Multi-modal Relation Distillation for Unified 3D Representation Learning
Huiqun Wang, Yiping Bao, Panwang Pan, Zeming Li, Xiao Liu, Ruijie Yang, Di Huang
TL;DR
This work tackles limited 3D data by leveraging rich relational priors from large Vision-Language Models to distill intra- and cross-modal relations into a 3D backbone. It introduces Multi-modal Relation Distillation (MRD), a framework that models relational structure within and across image, text, and 3D modalities and transfers this knowledge from the CLIP space to 3D representations via dynamic distillation with learnable weights.
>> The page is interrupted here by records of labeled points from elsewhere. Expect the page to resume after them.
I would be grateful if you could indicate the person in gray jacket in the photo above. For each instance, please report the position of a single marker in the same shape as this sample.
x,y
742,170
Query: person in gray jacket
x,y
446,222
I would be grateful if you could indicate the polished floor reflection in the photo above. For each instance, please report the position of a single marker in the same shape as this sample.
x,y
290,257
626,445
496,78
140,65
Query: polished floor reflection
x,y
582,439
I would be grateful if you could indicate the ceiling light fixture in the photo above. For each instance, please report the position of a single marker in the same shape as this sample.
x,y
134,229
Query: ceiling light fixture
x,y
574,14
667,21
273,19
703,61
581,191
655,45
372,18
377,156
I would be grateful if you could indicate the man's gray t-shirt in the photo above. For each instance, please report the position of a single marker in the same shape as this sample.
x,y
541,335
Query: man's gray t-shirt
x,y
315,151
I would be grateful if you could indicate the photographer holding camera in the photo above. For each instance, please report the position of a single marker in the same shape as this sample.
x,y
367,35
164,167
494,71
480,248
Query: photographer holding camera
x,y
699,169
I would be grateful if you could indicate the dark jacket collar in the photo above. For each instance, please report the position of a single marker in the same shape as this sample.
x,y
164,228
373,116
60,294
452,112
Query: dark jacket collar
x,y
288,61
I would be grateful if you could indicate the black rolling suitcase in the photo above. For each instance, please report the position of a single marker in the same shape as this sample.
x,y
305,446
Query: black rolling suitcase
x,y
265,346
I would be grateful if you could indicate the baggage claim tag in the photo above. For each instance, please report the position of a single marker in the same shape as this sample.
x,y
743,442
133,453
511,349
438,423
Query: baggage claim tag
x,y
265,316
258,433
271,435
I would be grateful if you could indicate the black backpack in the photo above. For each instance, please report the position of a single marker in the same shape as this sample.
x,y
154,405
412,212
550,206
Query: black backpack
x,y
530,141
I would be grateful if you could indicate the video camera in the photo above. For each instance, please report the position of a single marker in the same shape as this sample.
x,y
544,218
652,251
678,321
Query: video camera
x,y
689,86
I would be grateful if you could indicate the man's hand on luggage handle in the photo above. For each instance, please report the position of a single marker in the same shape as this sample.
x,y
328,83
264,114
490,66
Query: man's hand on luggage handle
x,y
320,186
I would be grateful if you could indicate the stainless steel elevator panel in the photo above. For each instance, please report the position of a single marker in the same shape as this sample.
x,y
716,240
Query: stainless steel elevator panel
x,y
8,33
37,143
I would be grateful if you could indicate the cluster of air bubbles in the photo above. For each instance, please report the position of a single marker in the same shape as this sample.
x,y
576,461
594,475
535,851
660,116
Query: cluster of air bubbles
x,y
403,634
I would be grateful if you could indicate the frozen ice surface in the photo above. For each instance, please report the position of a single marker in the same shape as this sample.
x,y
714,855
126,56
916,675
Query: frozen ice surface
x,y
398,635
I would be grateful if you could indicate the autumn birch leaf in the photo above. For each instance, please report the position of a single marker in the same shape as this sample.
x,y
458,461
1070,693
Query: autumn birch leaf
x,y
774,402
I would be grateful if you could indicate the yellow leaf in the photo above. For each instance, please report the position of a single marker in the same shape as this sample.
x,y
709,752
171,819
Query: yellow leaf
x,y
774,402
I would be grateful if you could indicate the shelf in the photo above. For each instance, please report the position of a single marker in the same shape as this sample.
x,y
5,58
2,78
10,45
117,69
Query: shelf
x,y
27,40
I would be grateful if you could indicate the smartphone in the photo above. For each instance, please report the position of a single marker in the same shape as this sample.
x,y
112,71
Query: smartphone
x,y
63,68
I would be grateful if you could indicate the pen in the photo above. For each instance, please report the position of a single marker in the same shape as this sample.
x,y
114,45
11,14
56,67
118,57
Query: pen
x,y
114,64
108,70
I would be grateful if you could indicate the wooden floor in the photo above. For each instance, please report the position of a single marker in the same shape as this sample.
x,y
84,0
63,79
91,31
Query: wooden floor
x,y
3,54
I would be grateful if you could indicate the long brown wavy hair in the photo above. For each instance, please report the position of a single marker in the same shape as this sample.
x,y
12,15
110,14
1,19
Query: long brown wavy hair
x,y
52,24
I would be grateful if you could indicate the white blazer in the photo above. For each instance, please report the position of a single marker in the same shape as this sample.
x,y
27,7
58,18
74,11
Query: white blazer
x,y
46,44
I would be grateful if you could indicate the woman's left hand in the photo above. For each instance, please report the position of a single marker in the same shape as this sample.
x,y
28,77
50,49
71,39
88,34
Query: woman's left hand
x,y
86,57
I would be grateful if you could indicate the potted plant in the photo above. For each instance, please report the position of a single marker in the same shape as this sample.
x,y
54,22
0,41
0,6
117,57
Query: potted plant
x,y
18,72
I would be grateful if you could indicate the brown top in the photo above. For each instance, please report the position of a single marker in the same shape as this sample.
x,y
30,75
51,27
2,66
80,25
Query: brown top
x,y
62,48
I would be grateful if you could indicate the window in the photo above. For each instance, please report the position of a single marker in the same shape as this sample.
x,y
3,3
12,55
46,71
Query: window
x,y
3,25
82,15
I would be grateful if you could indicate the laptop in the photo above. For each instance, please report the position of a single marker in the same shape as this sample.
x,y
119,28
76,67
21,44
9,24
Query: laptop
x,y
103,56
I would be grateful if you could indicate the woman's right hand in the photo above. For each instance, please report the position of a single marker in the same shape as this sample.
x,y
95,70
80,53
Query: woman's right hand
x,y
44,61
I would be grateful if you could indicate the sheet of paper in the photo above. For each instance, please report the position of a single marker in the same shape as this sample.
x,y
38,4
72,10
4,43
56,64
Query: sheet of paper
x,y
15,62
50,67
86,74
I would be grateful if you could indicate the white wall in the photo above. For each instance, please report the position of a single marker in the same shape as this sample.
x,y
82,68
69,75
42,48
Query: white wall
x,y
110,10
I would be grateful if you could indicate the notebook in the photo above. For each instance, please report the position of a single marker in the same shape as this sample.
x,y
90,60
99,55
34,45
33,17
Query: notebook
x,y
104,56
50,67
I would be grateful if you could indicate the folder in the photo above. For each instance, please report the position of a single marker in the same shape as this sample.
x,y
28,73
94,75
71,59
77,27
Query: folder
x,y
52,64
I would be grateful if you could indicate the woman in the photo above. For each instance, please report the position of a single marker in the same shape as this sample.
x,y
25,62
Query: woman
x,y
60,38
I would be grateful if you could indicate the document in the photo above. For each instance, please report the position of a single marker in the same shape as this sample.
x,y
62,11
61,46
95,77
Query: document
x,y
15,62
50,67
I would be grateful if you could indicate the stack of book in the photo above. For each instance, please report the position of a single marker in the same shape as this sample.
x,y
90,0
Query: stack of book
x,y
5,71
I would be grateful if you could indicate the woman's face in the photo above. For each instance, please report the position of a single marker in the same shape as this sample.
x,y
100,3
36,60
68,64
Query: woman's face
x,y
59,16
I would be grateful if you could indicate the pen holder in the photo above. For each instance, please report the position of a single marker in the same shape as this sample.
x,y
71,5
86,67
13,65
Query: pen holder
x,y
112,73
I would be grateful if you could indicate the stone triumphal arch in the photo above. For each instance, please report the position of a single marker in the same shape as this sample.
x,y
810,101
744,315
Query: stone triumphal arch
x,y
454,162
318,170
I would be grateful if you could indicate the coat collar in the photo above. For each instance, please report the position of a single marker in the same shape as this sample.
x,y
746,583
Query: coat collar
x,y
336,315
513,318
MRD employs two main relational representations (favoring normalized similarity with Jeffrey divergence) and three distillation losses to align the 3D space with the pre-aligned image-text embeddings, achieving state-of-the-art zero-shot classification and cross-modal retrieval on diverse benchmarks. The approach scales with larger backbones, demonstrates strong ablation results, and charts a path toward robust, unified multi-modal 3D representation learning with practical impact on 3D understanding tasks.
Abstract
Recent advancements in multi-modal pre-training for 3D point clouds have demonstrated promising results by aligning heterogeneous features across 3D shapes and their corresponding 2D images and language descriptions. However, current straightforward solutions often overlook intricate structural relations among samples, potentially limiting the full capabilities of multi-modal learning. To address this issue, we introduce Multi-modal Relation Distillation (MRD), a tri-modal pre-training framework, which is designed to effectively distill reputable large Vision-Language Models (VLM) into 3D backbones. MRD aims to capture both intra-relations within each modality as well as cross-relations between different modalities and produce more discriminative 3D shape representations. Notably, MRD achieves significant improvements in downstream zero-shot classification tasks and cross-modality retrieval tasks, delivering new state-of-the-art performance.